"We apologize. We are sorry," Rev. Hernando Co-ronel, CBCP secretary general and spokesman, told a press conference yesterday at the CBCP offices in Intramuros, Manila.
It was the first time the Philippine Catholic episcopacy acknowledged that some Filipino priests have also been accused of and sometimes defrocked for sex-related misdemeanors.
While Coronel claimed the CBCP had no statistics on such cases, he said the cases were not as many or as grave as those reportedly committed in the US.
He cited differences in cases of sexual abuse committed in the US and those in the Philippines.
"In the Philippines, news travels fast. If a priest falls, the bishop acts," he said, apparently referring to the supposedly delayed action taken by American bishops on clerical sexual abuses committed in their dioceses.
"I believe that our bishops and our religious superiors are responding to cases concerning the moral conduct of priests... We believe that these cases represent a few cases only, a minority," he added.
He said there was also a difference in the nature of the offense of the sexually abusive priest.
Coronel noted that while most clerical abuses in the US involve pedophilia, homosexuality and paternity are most frequent cases among erring Filipino priests.
He admitted, however, that there are also similarities between the sanctions imposed by Filipino and American bishops, like re-assigning an offending priests instead of turning him over to the police.
"Minsan may mga behavior na nagre-recur talaga (Sometimes there are behaviors that really recur) because of the tensions and pressures of being a priest. Sometimes, we send them to treatment centers in the US," the monsignor said.
Coronel urged people who have been or are being victimized by reprobate priests to file formal complaints but insisted that these matters be taken up before the priests bishop or archbishop.
"This (complaints) should be brought to the bishop. The church has its own canonical or church procedure. Whether criminal or not, we will make a church procedure," Coronel said, stressing, however, that the church would "not stand in the way of justice."
He said the CBCP Episcopal Commission on Clergy has been preparing guidelines and diocesan protocols on handling cases of erring priests. The commission started working on the guidelines and protocols when the Dagupan Archbishop was CBCP president in the mid-1990s.

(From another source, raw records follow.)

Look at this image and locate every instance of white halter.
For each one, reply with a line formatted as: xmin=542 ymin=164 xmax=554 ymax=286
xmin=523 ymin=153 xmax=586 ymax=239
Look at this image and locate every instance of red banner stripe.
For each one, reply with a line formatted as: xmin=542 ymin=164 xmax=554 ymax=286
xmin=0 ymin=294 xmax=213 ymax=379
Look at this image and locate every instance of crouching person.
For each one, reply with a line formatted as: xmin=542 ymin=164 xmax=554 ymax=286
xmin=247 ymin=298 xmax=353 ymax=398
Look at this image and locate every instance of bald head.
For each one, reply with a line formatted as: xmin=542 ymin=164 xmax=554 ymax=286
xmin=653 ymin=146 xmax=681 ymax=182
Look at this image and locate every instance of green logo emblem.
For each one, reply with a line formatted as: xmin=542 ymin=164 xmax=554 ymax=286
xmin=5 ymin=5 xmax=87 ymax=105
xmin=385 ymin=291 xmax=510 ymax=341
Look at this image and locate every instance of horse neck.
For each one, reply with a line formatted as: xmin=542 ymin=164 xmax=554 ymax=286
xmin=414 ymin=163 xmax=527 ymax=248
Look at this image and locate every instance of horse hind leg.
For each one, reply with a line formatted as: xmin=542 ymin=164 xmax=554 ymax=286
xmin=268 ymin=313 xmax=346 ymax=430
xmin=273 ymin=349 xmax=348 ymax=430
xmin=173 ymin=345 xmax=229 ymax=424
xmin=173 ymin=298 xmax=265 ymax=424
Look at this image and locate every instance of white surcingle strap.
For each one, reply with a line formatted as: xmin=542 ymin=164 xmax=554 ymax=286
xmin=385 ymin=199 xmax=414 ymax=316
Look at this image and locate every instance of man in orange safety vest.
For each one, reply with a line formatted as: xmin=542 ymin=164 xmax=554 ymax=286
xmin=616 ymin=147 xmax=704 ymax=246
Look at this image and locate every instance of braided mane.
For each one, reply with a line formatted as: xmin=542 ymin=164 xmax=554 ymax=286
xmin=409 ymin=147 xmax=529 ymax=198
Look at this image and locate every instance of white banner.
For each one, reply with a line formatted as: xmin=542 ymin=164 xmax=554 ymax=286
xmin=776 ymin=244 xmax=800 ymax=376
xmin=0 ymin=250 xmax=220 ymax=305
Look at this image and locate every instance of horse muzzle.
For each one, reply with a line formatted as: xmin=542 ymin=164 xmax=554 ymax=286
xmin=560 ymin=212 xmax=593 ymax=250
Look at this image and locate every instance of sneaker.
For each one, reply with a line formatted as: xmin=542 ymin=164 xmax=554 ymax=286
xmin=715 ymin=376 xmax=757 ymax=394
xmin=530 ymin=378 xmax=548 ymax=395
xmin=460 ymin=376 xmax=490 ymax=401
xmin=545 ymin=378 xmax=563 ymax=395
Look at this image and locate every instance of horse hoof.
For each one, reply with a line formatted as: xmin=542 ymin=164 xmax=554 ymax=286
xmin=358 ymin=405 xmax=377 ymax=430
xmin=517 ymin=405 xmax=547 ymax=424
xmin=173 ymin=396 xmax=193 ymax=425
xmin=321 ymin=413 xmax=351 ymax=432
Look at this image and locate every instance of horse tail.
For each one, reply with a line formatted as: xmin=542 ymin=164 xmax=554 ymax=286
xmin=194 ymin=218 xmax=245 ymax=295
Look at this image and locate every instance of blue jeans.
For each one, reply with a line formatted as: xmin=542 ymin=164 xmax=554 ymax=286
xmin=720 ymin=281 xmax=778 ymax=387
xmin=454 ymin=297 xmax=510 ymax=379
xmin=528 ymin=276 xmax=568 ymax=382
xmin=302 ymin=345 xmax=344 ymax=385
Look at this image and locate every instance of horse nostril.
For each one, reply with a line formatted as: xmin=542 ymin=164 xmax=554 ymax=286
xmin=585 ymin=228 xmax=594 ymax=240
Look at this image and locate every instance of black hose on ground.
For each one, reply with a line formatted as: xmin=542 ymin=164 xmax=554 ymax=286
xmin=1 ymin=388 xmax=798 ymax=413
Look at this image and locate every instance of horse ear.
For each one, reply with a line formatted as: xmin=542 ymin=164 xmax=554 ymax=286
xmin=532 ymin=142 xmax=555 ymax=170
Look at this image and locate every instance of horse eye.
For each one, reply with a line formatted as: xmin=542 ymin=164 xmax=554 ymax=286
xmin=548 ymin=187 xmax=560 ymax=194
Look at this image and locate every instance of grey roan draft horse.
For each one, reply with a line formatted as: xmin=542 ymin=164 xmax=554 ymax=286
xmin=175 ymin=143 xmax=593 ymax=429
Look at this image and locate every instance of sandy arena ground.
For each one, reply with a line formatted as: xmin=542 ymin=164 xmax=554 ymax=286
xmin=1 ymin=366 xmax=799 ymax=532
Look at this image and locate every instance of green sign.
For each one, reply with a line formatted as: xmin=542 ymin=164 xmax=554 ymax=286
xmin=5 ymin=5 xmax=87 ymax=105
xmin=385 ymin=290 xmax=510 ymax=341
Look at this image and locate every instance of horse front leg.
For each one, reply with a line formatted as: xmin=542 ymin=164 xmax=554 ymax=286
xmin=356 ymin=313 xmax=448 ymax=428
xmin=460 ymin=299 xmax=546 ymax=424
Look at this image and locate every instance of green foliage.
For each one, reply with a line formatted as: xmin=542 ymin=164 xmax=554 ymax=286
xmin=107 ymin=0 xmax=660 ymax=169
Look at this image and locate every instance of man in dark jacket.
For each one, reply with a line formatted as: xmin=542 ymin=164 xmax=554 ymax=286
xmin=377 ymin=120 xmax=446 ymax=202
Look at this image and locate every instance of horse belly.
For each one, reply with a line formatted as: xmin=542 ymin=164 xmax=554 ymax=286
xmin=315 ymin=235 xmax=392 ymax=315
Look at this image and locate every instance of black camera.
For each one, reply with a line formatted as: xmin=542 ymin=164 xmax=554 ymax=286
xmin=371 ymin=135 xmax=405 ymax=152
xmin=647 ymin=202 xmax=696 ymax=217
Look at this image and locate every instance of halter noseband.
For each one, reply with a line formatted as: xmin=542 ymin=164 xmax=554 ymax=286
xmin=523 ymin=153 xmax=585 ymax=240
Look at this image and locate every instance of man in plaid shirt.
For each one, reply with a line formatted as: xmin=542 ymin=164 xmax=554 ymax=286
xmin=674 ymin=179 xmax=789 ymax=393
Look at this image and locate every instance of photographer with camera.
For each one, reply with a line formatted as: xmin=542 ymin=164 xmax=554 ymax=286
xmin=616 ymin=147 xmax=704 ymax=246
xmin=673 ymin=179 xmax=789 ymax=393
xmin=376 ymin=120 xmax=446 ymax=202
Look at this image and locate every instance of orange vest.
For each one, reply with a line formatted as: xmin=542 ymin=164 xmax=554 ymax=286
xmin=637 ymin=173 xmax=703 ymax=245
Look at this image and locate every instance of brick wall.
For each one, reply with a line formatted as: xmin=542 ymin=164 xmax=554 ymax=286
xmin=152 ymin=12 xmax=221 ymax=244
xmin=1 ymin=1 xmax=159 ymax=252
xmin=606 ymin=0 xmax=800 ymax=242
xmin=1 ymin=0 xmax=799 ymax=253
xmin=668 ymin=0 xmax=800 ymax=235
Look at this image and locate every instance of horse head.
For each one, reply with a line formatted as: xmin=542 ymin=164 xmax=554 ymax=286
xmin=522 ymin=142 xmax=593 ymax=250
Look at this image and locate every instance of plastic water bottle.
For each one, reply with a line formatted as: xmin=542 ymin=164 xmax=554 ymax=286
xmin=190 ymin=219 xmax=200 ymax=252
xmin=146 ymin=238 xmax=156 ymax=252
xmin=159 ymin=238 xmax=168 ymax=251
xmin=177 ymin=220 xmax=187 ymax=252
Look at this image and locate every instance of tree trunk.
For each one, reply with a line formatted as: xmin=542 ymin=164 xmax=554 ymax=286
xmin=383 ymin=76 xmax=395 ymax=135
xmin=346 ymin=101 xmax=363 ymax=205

Incumbent CBCP president and Cotabato Archbishop Orlando Quevedo has directed the commission to finish the guidelines by July next year.
"Even without the diocesan protocol, they are acting on it. Archbishop Quevedo has a time frame," he said, noting that although there are priests who are now being trained to study such cases, it still takes some time to cover all the 80 ecclesiastical territories in the country.
He said the dioceses will have to finalize their inputs before the entire church sets its collective protocol but churchmen even act without them.
"Kung meron pumutok na kaso, nagre-reach out kaagad kami sa biktima. (When a case comes up, we immediately reach out to the victim.) We will not stand in the way," he said.
Meanwhile, Manila Auxiliary Bishop Socrates Villegas, spokesman for Manila Archbishop Jaime Cardinal Sin, appealed to the public not to castigate the entire Catholic Church for the mistakes of a few priests.
Villegas noted that about five percent of the clergy are "very good, holy and exemplary priests."
"On the other hand, 1.6 percent or even lower are errant priests. The greater majority which comprises more than 90 percent are struggling hard to be good, praying hard to God and serving quietly their people," Villegas said.